Dockformer: A transformer-based molecular docking paradigm for large-scale virtual screening

Zhangfan Yang,Junkai Ji,Shan He,Jianqiang Li,Ruibin Bai,Zexuan Zhu,Yew Soon Ong
2024-11-11
Abstract:Molecular docking enables virtual screening of compound libraries to identify potential ligands that target proteins of interest, a crucial step in drug development; however, as the size of the compound library increases, the computational complexity of traditional docking models increases. Deep learning algorithms can provide data-driven research and development models to increase the speed of the docking process. Unfortunately, few models can achieve superior screening performance compared to that of traditional models. Therefore, a novel deep learning-based docking approach named Dockformer is introduced in this study. Dockformer leverages multimodal information to capture the geometric topology and structural knowledge of molecules and can directly generate binding conformations with the corresponding confidence measures in an end-to-end manner. The experimental results show that Dockformer achieves success rates of 90.53\% and 82.71\% on the PDBbind core set and PoseBusters benchmarks, respectively, and more than a 100-fold increase in the inference process speed, outperforming almost all state-of-the-art docking methods. In addition, the ability of Dockformer to identify the main protease inhibitors of coronaviruses is demonstrated in a real-world virtual screening scenario. Considering its high docking accuracy and screening efficiency, Dockformer can be regarded as a powerful and robust tool in the field of drug design.
Machine Learning,Artificial Intelligence
What problem does this paper attempt to address?
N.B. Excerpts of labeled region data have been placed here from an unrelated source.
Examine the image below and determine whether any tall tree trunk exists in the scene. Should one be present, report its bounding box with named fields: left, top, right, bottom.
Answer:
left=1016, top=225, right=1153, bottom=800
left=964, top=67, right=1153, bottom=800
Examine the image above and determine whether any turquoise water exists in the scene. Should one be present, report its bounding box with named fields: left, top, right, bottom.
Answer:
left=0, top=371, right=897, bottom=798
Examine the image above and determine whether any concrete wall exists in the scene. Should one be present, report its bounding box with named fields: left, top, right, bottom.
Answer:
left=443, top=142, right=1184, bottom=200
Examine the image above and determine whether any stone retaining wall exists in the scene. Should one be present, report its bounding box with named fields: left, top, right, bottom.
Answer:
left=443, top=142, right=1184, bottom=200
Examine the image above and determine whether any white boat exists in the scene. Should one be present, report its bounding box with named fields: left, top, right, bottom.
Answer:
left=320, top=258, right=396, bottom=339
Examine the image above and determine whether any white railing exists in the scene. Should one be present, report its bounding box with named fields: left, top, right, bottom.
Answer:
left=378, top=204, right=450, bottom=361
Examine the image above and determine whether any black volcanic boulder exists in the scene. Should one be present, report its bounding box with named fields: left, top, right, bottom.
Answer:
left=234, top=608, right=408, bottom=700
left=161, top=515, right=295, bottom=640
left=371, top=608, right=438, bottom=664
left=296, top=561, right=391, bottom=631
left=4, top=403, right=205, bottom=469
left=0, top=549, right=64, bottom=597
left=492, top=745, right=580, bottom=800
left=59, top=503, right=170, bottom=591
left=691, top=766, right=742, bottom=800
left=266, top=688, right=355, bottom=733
### Problems the Paper Aims to Solve This paper aims to address the computational complexity and time cost issues in Large-Scale Virtual Screening (LSVS) tasks for Molecular Docking. Traditional molecular docking methods face major challenges in terms of computational cost and time consumption when dealing with large compound libraries. Although deep learning algorithms can improve docking speed, existing deep learning models still cannot surpass traditional methods in terms of docking accuracy and screening speed. Specifically, the paper proposes a new method based on Transformer—Dockformer, to solve the following problems: 1. **Improve Docking Accuracy**: Traditional optimization methods, although widely used in modern drug design, suffer from insufficient docking accuracy due to imprecise scoring functions and optimization algorithms that cannot guarantee finding the global optimal solution. 2. **Accelerate the Screening Process**: Traditional docking methods require multiple independent optimization processes to sample possible binding conformations, leading to extremely high computational costs in large-scale virtual screening tasks. 3. **Generate High-Confidence Binding Conformations**: Existing deep learning methods often ignore the topological information of molecules when generating binding conformations, resulting in physically infeasible conformations. By introducing Dockformer, the paper hopes to significantly improve screening speed while maintaining high docking accuracy, thereby meeting the high-throughput requirements of large-scale virtual screening tasks.